Photo Oxford 2025 review - photography all over the town | reviews, news & interviews
Photo Oxford 2025 review - photography all over the town
Photo Oxford 2025 review - photography all over the town
At last, a UK festival that takes photography seriously

Photo Oxford 2025 presents a programme of exhibitions, lectures and events ranging from well-known artists and documentary photographers to new talent, spread over the town at 26 venues in colleges, galleries and bookshops. In a way this is reminiscent of the rencontres de la photographie at Arles. Unlike at Arles however, admission is free and the weather is less sunny.
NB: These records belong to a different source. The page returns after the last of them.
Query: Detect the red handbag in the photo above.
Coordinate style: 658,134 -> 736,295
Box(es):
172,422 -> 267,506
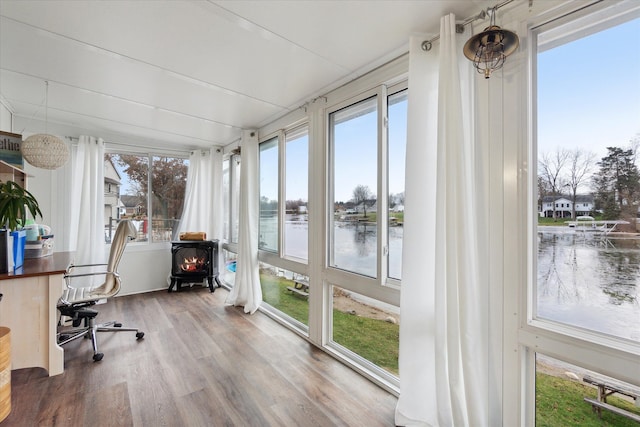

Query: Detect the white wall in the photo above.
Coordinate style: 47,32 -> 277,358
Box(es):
119,243 -> 171,295
0,100 -> 13,132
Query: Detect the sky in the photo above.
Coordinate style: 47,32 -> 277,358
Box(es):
538,18 -> 640,160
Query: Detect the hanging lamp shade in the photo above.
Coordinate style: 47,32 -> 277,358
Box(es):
20,133 -> 69,169
20,81 -> 69,169
462,24 -> 520,79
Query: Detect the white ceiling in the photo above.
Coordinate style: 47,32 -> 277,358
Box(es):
0,0 -> 491,149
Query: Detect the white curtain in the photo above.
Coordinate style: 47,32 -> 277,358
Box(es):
396,15 -> 490,427
226,131 -> 262,313
69,135 -> 105,264
175,149 -> 223,240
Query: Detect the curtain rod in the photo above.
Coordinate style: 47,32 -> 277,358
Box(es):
65,136 -> 193,155
422,0 -> 533,52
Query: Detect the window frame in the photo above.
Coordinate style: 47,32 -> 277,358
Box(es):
516,2 -> 640,425
105,146 -> 189,248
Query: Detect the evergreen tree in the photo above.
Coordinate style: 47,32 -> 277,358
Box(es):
593,147 -> 640,220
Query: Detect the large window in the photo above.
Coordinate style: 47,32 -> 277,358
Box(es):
524,2 -> 640,425
105,153 -> 189,243
325,85 -> 407,384
533,11 -> 640,342
259,125 -> 310,330
283,126 -> 309,260
258,138 -> 279,252
329,97 -> 378,277
387,89 -> 408,280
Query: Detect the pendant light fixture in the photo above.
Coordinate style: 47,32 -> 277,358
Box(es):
20,81 -> 69,170
462,7 -> 520,79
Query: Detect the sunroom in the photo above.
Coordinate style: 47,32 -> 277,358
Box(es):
0,0 -> 640,426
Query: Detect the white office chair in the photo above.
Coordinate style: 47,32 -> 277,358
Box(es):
57,221 -> 144,362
This year’s festival takes as its theme the relationship between truth and photography and includes artists who use artificial intelligence to create their images. Given the difficulty in agreeing on a definition of either truth or photography, the theme is wide enough to ensure that traditional photography finds a prominent place.
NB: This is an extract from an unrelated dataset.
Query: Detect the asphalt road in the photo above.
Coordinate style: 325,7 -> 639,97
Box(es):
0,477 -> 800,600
There is a lot to see. Most of the exhibitions are within walking distance of the centre of Oxford. Most powerful are Jillian Edelstein's famous images of the work of the South African Truth and Reconciliation Commission. Paddy Summerfield, who died last year, has a major retrospective of his black and white images, shot on 35mm film, showing us a personal vision of ordinary life in England, often in Oxford. These are sad and compelling (main picture: Paddy Summerfield from The Holiday Pictures).
A highlight is Daniel Meadows’ Shuttles, Steam and Soot (pictured right: Mari Parker and Sheila Dugdalemed). In 1975, Meadows began a two-year post as photographer-in-residence to the Borough of Pendle in Lancashire, and photographed the last remaining steam-powered cotton weaving mill in the district. First shown in 1978, the exhibition was lost but has now been recreated and shows once again the magical ability of the camera to convert the here and now into the there and then. It is difficult to believe that in the 1970s men and women worked in England in such conditions of deadly danger. Meadows has a photographer's eye and a steeplejack’s nerve. These images belong in the V&A.
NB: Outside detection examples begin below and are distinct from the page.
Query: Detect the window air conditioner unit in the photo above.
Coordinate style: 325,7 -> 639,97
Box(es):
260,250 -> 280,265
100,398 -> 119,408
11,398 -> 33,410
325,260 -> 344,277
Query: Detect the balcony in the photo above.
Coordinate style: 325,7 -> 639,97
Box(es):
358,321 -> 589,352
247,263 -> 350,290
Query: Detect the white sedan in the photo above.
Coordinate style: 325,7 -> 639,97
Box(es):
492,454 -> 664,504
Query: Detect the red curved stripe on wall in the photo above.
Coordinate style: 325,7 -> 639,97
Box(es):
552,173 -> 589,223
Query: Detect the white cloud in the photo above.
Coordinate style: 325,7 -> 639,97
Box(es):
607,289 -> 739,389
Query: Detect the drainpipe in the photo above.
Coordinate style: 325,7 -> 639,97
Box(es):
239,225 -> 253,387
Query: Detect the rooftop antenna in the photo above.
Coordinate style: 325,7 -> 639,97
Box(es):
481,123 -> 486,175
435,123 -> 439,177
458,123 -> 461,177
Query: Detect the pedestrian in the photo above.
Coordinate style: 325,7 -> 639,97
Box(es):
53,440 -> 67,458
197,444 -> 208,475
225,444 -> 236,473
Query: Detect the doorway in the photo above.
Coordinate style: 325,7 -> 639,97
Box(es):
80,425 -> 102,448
Sticking with tradition, just about, is Bog Jobs. Between 1979 and 1996, Phil Polglaze photographed “cottaging” locations around London commissioned by criminal defence lawyers in aid of gay men standing trial for gross indecency. The photographs have never been seen outside the courtroom.
And then off we go into the wild blue yonder, accepting the invitation of the editor of the British Journal of Photography, the festival’s media partner, to “abandon the world of pseudo-certainty.” Surface Tension is an exhibition of photographs in which artists have departed from reality in various ways, combining negatives, drawing, painting or scratching on their negatives, and manipulating their emulsions. And there is plenty more adventure - exhibitions about faith, ego, death, skin, ancient Egyptian textiles, climbing around Oxford by night and contracts issued by the US Defense Department. Nobody can say that the festival does not have range (Pictured below: Nightclimbers of Oxford by Austin Bradley).
It takes a major effort to mount a festival like this, and Katy Barron, the festival director, and her team are to be congratulated on putting it on. If we took photography as seriously as the French, we would copy Arles with larger exhibitions, more marquee names and better signage. Photo Oxford shows us the way; the Arts Council should follow.
- Photo Oxford 2025 runs from 25 October to 19 November.